Schools Out und neue Lebensperspektiven – Freiwilligendienst in der Pandemie
„Ich habe 2020 Abi gemacht, ich hätte einen Abiball und eine tolle Reise mit meinen Freundinnen erleben können. Leider ist das alles ausgefallen.“ (Bundesfreiwillige 2020/21)
Das Gefühl von Freiheit nach all den Schuljahren, das näher rückt, und eine gute Zeit mit Freund*innen, wie man sie nach der Schulzeit vielleicht nicht mehr wieder erlebt. Die Welt wird immer größer und spätestens mit der Planung der Abschlussfeier beginnt für einige die Planung des nächsten Lebensabschnitts: Auslandsjahr, Freiwilligendienste, Ausbildung, Studium.
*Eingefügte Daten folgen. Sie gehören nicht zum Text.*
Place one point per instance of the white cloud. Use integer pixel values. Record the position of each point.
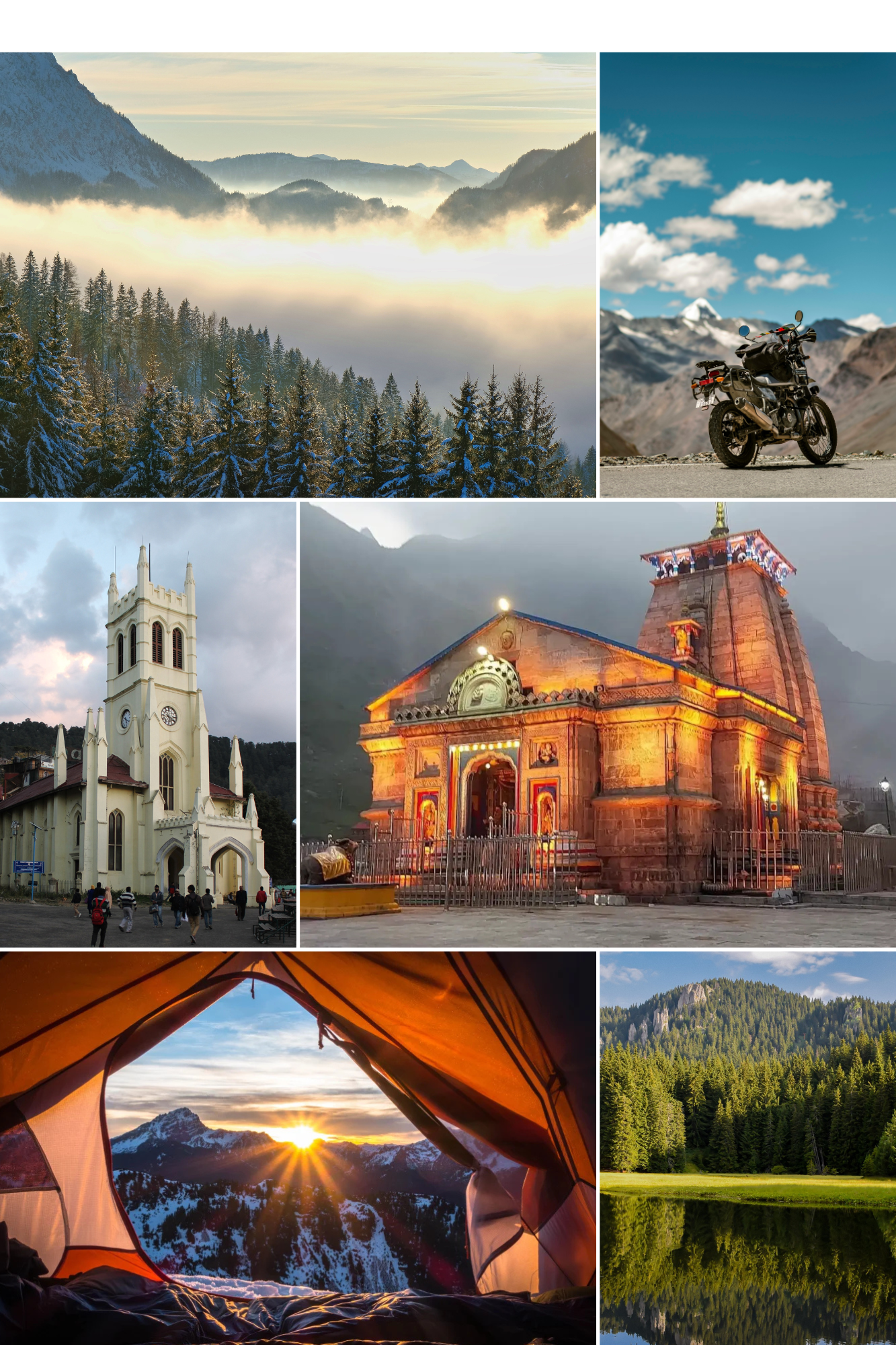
(622, 976)
(698, 229)
(784, 962)
(780, 205)
(794, 274)
(630, 176)
(822, 992)
(869, 322)
(631, 258)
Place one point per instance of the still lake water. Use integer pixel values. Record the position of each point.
(717, 1273)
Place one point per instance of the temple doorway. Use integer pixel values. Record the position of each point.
(491, 793)
(175, 866)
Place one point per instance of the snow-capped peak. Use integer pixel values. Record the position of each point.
(698, 310)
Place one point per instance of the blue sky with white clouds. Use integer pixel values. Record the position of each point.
(766, 184)
(628, 978)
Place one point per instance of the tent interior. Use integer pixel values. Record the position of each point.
(491, 1056)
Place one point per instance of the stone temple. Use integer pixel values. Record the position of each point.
(710, 724)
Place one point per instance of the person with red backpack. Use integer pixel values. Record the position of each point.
(100, 913)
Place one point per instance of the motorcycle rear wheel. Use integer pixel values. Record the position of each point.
(724, 422)
(822, 449)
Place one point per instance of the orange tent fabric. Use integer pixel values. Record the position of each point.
(491, 1055)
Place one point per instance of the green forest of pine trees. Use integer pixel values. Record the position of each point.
(810, 1113)
(108, 395)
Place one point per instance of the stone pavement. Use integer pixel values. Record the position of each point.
(25, 926)
(610, 927)
(849, 477)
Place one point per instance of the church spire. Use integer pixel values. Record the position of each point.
(721, 521)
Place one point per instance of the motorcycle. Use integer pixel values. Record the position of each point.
(767, 400)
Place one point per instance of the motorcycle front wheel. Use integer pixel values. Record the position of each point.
(822, 447)
(731, 445)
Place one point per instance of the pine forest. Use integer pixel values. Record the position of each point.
(106, 393)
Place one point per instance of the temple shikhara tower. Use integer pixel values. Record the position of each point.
(135, 806)
(710, 724)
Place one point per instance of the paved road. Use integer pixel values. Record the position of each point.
(610, 927)
(25, 926)
(849, 477)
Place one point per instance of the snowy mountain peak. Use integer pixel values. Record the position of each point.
(698, 310)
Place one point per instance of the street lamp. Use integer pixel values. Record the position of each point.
(885, 787)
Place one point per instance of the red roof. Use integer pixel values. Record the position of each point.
(116, 774)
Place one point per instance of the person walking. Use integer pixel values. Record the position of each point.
(208, 905)
(157, 906)
(100, 913)
(127, 902)
(194, 911)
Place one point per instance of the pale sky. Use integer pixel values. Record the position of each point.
(384, 107)
(56, 559)
(255, 1065)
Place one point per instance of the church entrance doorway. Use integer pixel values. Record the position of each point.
(491, 793)
(175, 866)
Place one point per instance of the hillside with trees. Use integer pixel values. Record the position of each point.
(797, 1109)
(106, 393)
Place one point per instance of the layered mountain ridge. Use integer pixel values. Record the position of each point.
(646, 365)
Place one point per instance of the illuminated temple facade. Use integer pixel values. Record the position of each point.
(710, 724)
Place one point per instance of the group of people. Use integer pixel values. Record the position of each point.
(190, 909)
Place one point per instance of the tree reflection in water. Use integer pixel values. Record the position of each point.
(716, 1273)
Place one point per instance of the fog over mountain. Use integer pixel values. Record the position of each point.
(370, 614)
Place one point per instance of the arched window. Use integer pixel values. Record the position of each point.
(116, 832)
(166, 782)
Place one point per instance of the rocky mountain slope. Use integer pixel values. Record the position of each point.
(646, 365)
(299, 1235)
(266, 173)
(179, 1147)
(404, 605)
(741, 1020)
(56, 137)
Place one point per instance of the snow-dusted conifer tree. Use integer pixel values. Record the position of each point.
(49, 438)
(545, 454)
(302, 469)
(493, 424)
(374, 454)
(518, 469)
(413, 470)
(343, 457)
(459, 474)
(150, 461)
(224, 457)
(104, 443)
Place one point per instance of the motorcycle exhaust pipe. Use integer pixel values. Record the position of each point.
(748, 410)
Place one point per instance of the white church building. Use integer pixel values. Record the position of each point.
(136, 808)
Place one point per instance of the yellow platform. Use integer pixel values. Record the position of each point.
(327, 900)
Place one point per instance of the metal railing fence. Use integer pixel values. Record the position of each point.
(454, 872)
(806, 861)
Und zwischen Leben genießen, Abschied planen, Neues wagen wollen und Aufbruchsstimmung kam plötzlich eine Pandemie: Corona! Niemand wusste Anfang 2020, was geschehen wird, welche Ausmaße die Pandemie bekommen wird und vor allem, welche Auswirkungen sie für jede*n persönlich haben könnte. Für einen Augenblick stand die Welt still und für eine junge Generation, von denen viele ohne Grenzen und Mauern aufgewachsen sind, muss es sich auf einmal wie ein schlechter Scherz angefühlt haben. Statt gemeinsam für die Abschlussarbeiten zu lernen und eine gute Zeit mit Freund*innen zu haben hieß es nun also: Wir bleiben Zuhause!
„Ich habe das Gefühl mein Alltag wird immer eintöniger und meine Tage drehen sich außerhalb der Arbeit nur noch um das Internet. (…) Mir fehlt es an Struktur im Alltag aber ich bin auch nicht gewillt, sie mir selbst zu schaffen. (…) Wesentlich länger will ich das Ganze gar nicht aushalten.“ (Leo, 19 Jahre)
Doch die jungen Erwachsenen, die an der Umfrage der Fachgruppe „Zukunft und Pandemie“ teilgenommen haben, zeigen auch, dass einige der Befragten die Krise als Herausforderung und Chance nutzten konnten. Wir lernten, es gibt immer verschiedene Perspektiven auf eine Krise. Im Folgenden die Antworten der Jugendlichen, die sich mitten in der Pandemie – zum Zeitpunkt der Befragung – im Freiwilligendienst (FSJ) befanden.
Auf die Frage, welche Entscheidungen aufgrund der Pandemie neu getroffen werden mussten, antworteten 36 der 103 Befragten, dass sich bisher keine ihrer Pläne änderten. Trotzdem mussten viele Personen ihre (Reise-)Pläne streichen und sich daher für ein Freiwilliges Soziales Jahr, einen Bundesfreiwilligendienst (BFD), eine Ausbildung oder ein Studium entscheiden. „Ich wollte meinen 18. Geburtstag feiern, mit Freunden nach Spanien fliegen und einfach mein Leben leben!!“ (Freiwillige im FSJ 2020/21) Viele gaben an, neue Entscheidungen treffen zu müssen, wie z. B. ob und welche Familienmitglieder oder Freund*innen man noch treffen möchte. Einige der Befragten überdachten nochmals ihre Zukunftspläne, wie z. B. ein FSJ/Ausbildung, statt eines Online-Studiums. Es gab auch positive Wendungen einzelner Jugendlicher. So entschied sich ein junger Mensch für ein BFD im Krankenhaus, wodurch erst die Begeisterung für Medizin entdeckt werden konnte. Ein FSJ angefangen zu haben war „die beste Entscheidung“, äußerte ein junger Mensch, als Konsequenz aus der Pandemie.